|(Photo Courtesy trackemtigers.com)|
I tell you this to set up one of the funniest moments of the weekend.
Brother Wilkie, Mrs. Wilkie, and I were standing at the reception, admiring all of the Auburn fans in attendance. Brother Jon's wife is a HUGE supporter of the Atlanta Auburn Club, and I think the entire town of Ozark, AL was there for the wedding. The reception band came all the way up from Auburn, Alabama.
They even played War Eagle during the reception, and worked it into the wedding processional. I'm not lying, Auburn was in the house! Brother Jon is a diehard FSU fan, and did have a flaming spear on top of his groom's cake. There was SOME diversity.
Mrs. Wilkie said, "Ya know, I should go up to the new Mrs. Brother Jon and ask her if I can join the Atlanta Auburn Club. I like these people."
(NOTE: Mrs. Wilkie was born and raised in upstate New York. Trust me; it matters.)
Wilkie goes, "You don't need to join. Just say War Damn Eagle at the top of your lungs and you're in!"
Me, being the kindhearted person I am, and knowing that Mrs. Wilkie is not the biggest football fan in the world, I decided to offer my brand of advice.
"Mrs. Wilkie, here's the deal. all you have to do is walk up to any Auburn fan here, take in a deep breath, and say "Roll Tide!" as confidently as you can."
Wilkie immediately shot me a glance, and we both smiled. Mrs. Wilkie innocently said, "OK, I'll do that!"
As I brandished a cheshire cat grin, a very well lubricated Auburn fan came up to Wilkie, pointed his finger at him, and said, "I heard what you said."
Wilkie immediately started backpedaling, saying "I said say War Eagle...I said say War Eagle...that wasn't me!"
Then the Toomer's Corner alum turned to Mrs.
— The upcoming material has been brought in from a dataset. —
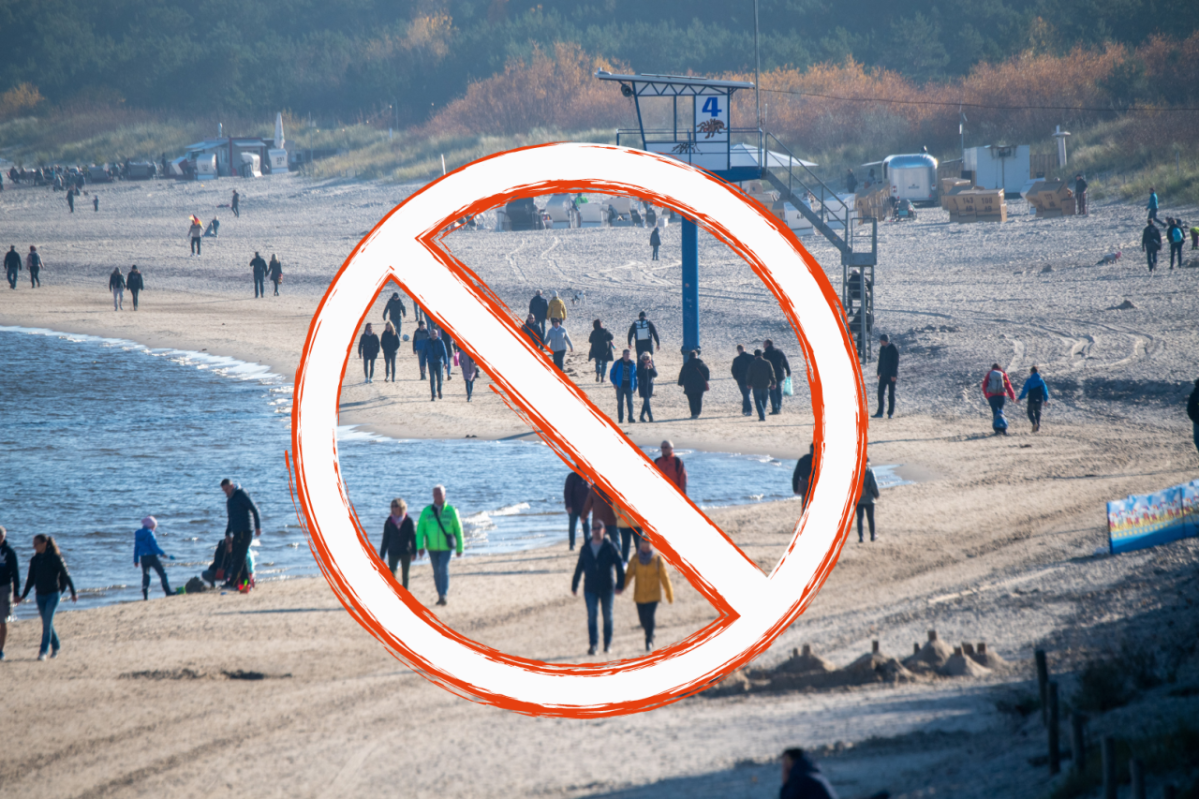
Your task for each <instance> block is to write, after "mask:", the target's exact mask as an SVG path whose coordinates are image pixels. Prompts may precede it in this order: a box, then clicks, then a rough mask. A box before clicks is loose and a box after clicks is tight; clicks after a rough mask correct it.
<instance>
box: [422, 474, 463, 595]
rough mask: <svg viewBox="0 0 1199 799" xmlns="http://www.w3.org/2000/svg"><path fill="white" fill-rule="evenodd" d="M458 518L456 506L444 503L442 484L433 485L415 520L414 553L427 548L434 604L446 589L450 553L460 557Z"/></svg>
mask: <svg viewBox="0 0 1199 799" xmlns="http://www.w3.org/2000/svg"><path fill="white" fill-rule="evenodd" d="M462 539H463V536H462V521H460V519H459V518H458V509H457V507H454V506H453V505H450V504H447V503H446V489H445V486H433V504H432V505H428V506H426V509H424V510H422V511H421V521H418V522H417V523H416V557H417V558H420V557H421V555H422V554H424V551H426V549H428V551H429V561H430V563H432V564H433V583H434V584H435V585H436V588H438V605H445V603H446V595H447V594H448V593H450V553H451V552H457V553H458V557H459V558H460V557H462V543H463V541H462Z"/></svg>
Wilkie and said, "It was you. I heard what you said."
With an innocent grin, Mrs. Wilkie said, "What did I say?"
The fan shared with Mrs. Wilkie that, "Those words...Roll Tide...have NEVER brought joy to anyone's hearts...you best stop saying those words."
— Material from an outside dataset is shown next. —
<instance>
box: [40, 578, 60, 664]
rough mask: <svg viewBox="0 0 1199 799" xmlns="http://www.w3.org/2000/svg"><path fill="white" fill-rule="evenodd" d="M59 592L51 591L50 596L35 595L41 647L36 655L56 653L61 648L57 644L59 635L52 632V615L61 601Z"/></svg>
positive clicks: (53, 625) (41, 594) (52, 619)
At this point, Wilkie and I are literally in tears due to extreme laughter, as Mrs. Wilkie is now surrounded by Auburn faithful - getting an earful about why Auburn is better than Alabama. It was like blood in the water, and these Auburn fans were trying to convince Mrs. Wilkie (who kept saying, "I'm from New York...I don't care about football"...still with that innocent grin on her face). She let them talk...and talk...and talk...and we kept laughing our butts off.
Brother Phil comes up and asks what we're laughing so hard about.
"She's getting a crash course about the Iron Bowl!" Wilkie squeezes out between rolls of laughter (yes, I used that word on purpose).
I guess the moral of the story is this. If one is surrounded by Auburn fans, and there are adult beverages around, one must never ever mention "Roll Tide" - even in jest.
Unless you're saying you want them to roll the hell back to Tuscaloosa.
(NOTE: Everyone does know that Alabama just won back-to-back National Championships, right? And three out of the last four? Just saying...)
I'm sorry, Mrs. Wilkie. That was not the way I intended to show you the importance of the Iron Bowl.